Continuous Mappings into Hausdorff Space coinciding on Everywhere Dense Set coincide/Proof 1
Theorem
Let $\struct {X, \tau_X}$ be a topological space.
Let $\struct {Y, \tau_Y}$ be a Hausdorff space.
Let $D$ be an everywhere dense subset of $X$.
Let $f : X \to Y$ and $g : X \to Y$ be continuous mappings such that:
- $\map f x = \map g x$ for all $x \in D$.
Then:
- $\map f x = \map g x$ for all $x \in X$.
Proof
Aiming for a contradiction, suppose that there exists $x_0 \in X$ such that $\map f {x_0} \ne \map g {x_0}$.
Since $\struct {Y, \tau_Y}$ is Hausdorff, there exists an open neighborhood $U$ of $\map f {x_0}$ and an open neighborhood $V$ of $\map g {x_0}$ such that:
- $U \cap V = \O$
We then have:
- $x_0 \in f^{-1} \sqbrk U \cap g^{-1} \sqbrk V$
Let:
- $W = f^{-1} \sqbrk U \cap g^{-1} \sqbrk V$
Since $f$ and $g$ are continuous, $W$ is the intersection of two open sets in $\struct {X, \tau_X}$.
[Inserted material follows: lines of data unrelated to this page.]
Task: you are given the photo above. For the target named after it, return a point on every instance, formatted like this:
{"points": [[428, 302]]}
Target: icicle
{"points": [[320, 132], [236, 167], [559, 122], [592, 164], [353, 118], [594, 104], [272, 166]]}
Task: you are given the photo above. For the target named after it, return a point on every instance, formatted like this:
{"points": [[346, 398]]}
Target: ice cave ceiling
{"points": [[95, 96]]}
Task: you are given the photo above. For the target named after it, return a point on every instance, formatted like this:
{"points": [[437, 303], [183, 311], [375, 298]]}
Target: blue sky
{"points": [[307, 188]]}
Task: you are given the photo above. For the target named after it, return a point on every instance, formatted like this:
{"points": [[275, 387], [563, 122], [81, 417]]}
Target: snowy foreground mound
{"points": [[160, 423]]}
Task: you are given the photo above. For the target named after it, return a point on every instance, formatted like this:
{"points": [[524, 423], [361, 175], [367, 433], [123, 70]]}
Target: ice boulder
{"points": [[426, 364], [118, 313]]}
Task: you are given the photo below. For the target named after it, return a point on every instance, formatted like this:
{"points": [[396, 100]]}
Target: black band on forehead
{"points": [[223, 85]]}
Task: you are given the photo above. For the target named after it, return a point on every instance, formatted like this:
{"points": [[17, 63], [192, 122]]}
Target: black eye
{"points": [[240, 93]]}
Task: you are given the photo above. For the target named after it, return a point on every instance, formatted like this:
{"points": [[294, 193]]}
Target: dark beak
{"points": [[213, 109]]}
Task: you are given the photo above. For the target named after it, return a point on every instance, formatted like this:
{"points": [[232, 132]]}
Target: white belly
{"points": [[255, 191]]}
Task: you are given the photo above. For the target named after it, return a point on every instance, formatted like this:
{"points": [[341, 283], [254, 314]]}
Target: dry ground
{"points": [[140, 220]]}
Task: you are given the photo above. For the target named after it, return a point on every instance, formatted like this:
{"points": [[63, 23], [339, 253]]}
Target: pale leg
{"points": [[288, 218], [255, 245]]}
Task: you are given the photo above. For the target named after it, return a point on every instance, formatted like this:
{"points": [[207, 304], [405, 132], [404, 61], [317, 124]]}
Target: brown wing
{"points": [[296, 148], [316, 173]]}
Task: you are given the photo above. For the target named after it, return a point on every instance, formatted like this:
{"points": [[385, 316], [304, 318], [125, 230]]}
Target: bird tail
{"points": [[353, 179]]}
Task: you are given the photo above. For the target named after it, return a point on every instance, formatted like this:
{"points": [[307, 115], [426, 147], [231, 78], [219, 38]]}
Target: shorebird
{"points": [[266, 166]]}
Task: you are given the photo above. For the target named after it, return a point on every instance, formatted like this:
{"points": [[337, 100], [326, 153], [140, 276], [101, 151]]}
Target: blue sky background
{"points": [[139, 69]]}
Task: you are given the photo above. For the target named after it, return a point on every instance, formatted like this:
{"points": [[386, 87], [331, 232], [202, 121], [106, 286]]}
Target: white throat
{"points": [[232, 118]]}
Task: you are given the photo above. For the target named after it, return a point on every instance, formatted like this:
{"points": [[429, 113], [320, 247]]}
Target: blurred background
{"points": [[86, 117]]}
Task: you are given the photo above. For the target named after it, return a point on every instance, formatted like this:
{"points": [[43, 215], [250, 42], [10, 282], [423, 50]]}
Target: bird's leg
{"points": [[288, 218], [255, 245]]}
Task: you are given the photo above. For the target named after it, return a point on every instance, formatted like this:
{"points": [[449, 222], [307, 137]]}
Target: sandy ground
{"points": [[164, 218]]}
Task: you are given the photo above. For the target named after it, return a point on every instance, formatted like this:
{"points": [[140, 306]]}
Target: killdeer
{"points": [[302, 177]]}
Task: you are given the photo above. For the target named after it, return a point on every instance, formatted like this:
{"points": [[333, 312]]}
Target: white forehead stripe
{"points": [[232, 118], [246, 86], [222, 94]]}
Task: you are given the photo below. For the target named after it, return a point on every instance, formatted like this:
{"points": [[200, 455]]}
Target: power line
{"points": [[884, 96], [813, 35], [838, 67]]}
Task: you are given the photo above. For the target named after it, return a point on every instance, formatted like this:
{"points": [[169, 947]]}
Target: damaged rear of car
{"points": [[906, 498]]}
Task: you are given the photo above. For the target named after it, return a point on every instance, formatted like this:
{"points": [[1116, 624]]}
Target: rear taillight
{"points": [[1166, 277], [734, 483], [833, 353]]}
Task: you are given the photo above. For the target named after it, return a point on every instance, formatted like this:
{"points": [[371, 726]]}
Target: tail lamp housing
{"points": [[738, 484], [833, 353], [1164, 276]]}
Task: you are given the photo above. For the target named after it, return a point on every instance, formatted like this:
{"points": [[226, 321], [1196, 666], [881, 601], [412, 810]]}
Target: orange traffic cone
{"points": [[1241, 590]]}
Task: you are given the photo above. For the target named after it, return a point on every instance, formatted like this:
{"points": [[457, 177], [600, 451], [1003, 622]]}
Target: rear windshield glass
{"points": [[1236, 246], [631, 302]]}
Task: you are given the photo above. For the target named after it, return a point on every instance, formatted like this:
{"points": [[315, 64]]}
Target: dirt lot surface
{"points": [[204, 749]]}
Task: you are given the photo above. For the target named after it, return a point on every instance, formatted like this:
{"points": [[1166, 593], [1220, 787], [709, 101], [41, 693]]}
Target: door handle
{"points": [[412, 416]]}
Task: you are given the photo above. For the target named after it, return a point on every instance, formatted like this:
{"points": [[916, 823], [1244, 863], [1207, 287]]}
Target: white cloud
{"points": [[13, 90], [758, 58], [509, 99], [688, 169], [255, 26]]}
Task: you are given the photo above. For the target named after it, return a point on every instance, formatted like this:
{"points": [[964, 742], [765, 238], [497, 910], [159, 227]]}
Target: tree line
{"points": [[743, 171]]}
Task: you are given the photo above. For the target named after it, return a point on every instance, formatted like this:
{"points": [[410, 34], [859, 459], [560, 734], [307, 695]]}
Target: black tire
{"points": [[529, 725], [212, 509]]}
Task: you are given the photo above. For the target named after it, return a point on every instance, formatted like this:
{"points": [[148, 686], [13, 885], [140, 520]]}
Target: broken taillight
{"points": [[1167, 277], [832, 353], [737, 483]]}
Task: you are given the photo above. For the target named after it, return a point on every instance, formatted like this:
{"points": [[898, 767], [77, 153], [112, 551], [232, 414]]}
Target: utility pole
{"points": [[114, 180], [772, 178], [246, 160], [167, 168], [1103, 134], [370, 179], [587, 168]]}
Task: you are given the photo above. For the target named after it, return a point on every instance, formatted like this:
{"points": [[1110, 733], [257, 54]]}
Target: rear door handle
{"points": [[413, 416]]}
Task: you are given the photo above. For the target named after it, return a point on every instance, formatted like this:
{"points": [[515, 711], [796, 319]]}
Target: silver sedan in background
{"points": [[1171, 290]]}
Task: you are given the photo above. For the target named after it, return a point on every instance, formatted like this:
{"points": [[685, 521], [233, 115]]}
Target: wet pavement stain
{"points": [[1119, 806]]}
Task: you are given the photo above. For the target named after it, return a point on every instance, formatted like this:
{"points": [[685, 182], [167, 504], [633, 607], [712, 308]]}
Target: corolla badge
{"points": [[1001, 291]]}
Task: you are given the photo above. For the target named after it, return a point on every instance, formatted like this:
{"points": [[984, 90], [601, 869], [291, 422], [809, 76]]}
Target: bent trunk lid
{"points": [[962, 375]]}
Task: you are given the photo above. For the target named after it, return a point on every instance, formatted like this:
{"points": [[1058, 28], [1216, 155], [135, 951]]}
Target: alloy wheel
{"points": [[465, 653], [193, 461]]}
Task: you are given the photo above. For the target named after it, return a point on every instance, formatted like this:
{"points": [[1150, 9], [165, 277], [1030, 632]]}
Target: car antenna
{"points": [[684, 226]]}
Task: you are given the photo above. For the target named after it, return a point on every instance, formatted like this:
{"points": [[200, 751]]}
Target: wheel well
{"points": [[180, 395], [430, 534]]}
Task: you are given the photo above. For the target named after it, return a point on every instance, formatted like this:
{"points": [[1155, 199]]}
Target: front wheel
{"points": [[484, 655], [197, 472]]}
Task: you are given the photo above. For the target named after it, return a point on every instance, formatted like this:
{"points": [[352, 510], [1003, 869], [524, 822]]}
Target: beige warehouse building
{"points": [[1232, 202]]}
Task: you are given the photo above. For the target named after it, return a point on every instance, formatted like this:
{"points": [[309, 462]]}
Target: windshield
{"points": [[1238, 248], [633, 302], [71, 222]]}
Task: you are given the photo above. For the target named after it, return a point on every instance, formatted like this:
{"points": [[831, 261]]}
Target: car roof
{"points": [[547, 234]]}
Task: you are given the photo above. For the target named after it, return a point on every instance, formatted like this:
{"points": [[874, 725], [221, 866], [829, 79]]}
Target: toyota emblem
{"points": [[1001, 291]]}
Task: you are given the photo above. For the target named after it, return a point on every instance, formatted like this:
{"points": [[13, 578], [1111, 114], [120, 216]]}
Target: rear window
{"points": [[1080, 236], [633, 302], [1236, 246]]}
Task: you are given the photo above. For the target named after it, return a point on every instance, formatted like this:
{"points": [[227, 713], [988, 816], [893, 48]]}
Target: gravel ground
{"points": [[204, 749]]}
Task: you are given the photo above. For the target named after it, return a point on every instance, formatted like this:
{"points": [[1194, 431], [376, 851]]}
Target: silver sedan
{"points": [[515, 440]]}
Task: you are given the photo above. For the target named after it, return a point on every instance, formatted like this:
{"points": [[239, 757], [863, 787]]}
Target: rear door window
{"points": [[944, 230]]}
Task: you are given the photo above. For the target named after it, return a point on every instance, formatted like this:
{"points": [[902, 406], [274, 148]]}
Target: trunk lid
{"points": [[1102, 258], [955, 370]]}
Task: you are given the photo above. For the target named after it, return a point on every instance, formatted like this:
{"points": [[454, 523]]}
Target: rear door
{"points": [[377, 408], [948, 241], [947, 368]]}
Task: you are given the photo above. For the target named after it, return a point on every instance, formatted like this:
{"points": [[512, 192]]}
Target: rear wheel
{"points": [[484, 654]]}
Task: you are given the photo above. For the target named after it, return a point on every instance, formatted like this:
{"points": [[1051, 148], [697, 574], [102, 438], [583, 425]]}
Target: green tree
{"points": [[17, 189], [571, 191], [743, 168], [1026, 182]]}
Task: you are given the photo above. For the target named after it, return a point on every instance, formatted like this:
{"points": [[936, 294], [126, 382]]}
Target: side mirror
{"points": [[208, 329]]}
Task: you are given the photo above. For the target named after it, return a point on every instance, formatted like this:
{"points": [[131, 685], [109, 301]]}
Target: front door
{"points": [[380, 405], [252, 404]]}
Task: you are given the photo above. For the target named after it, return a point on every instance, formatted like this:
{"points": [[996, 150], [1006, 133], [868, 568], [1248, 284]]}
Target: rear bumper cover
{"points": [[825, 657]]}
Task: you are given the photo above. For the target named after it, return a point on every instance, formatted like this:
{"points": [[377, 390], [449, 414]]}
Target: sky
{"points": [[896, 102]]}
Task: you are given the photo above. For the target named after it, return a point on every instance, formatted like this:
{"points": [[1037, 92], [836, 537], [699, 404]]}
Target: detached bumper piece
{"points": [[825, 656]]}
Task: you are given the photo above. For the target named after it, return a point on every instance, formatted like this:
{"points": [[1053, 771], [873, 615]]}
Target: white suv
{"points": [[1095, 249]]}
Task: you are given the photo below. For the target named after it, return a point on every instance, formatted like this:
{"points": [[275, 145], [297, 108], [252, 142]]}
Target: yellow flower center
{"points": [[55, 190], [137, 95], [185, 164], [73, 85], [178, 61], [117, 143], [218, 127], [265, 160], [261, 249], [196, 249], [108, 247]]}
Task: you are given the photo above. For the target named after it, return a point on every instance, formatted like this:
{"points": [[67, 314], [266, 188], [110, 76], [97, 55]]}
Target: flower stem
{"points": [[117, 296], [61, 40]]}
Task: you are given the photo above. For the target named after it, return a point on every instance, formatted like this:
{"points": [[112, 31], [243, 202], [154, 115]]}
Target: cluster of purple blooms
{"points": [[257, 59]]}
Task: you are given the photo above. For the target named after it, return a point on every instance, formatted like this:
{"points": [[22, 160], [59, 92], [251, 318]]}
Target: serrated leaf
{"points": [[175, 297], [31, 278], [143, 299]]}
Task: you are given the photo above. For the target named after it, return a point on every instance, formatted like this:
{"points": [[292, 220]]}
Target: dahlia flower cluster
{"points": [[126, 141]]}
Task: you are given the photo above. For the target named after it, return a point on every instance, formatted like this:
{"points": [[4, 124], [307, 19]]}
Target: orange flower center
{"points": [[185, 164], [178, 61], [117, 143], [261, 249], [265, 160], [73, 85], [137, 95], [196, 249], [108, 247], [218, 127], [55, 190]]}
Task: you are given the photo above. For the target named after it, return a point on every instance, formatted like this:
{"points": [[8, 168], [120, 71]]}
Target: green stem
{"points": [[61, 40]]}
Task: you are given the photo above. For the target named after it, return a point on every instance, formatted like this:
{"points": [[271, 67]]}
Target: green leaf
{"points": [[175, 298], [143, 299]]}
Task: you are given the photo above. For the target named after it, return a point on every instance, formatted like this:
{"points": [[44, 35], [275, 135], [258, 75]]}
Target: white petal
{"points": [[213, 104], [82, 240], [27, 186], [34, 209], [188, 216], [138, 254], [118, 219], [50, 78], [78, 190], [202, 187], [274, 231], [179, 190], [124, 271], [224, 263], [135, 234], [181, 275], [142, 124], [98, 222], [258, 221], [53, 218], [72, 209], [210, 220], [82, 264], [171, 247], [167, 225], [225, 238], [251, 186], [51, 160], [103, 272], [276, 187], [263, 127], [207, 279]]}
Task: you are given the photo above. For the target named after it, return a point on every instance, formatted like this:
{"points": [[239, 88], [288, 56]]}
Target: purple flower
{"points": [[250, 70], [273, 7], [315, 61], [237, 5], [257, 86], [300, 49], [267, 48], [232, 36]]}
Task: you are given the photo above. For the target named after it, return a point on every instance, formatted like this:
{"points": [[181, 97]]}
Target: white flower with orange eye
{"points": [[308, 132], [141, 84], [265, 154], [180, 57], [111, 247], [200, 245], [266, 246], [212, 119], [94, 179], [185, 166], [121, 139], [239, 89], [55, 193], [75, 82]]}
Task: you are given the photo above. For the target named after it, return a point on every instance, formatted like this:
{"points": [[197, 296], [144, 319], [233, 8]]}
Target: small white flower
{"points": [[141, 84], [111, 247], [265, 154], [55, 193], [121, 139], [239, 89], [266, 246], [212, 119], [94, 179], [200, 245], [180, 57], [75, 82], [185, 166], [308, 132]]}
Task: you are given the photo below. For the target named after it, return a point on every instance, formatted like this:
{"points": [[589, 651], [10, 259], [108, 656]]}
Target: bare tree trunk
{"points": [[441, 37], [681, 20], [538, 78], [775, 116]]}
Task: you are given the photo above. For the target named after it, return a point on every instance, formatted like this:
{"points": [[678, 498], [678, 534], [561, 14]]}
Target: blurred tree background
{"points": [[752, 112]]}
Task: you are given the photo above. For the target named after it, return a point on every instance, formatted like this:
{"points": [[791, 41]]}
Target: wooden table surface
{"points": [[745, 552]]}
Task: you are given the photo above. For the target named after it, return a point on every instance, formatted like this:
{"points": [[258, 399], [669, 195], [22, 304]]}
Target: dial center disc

So $W$ is open in $\struct {X, \tau_X}$ by the definition of a topology.
Since $D$ is an everywhere dense subset of $X$, there therefore exists $y \in D \cap W$.
Then we have $\map f y \in U$ and $\map g y \in V$.
Since $U \cap V = \O$, it follows that $\map f y \ne \map g y$.
But we also have $y \in D$, and by hypothesis we have that $\map f x = \map g x$ for all $x \in D$.
Hence we have a contradiction.
We conclude:
- $\map f x = \map g x$ for all $x \in X$.
$\blacksquare$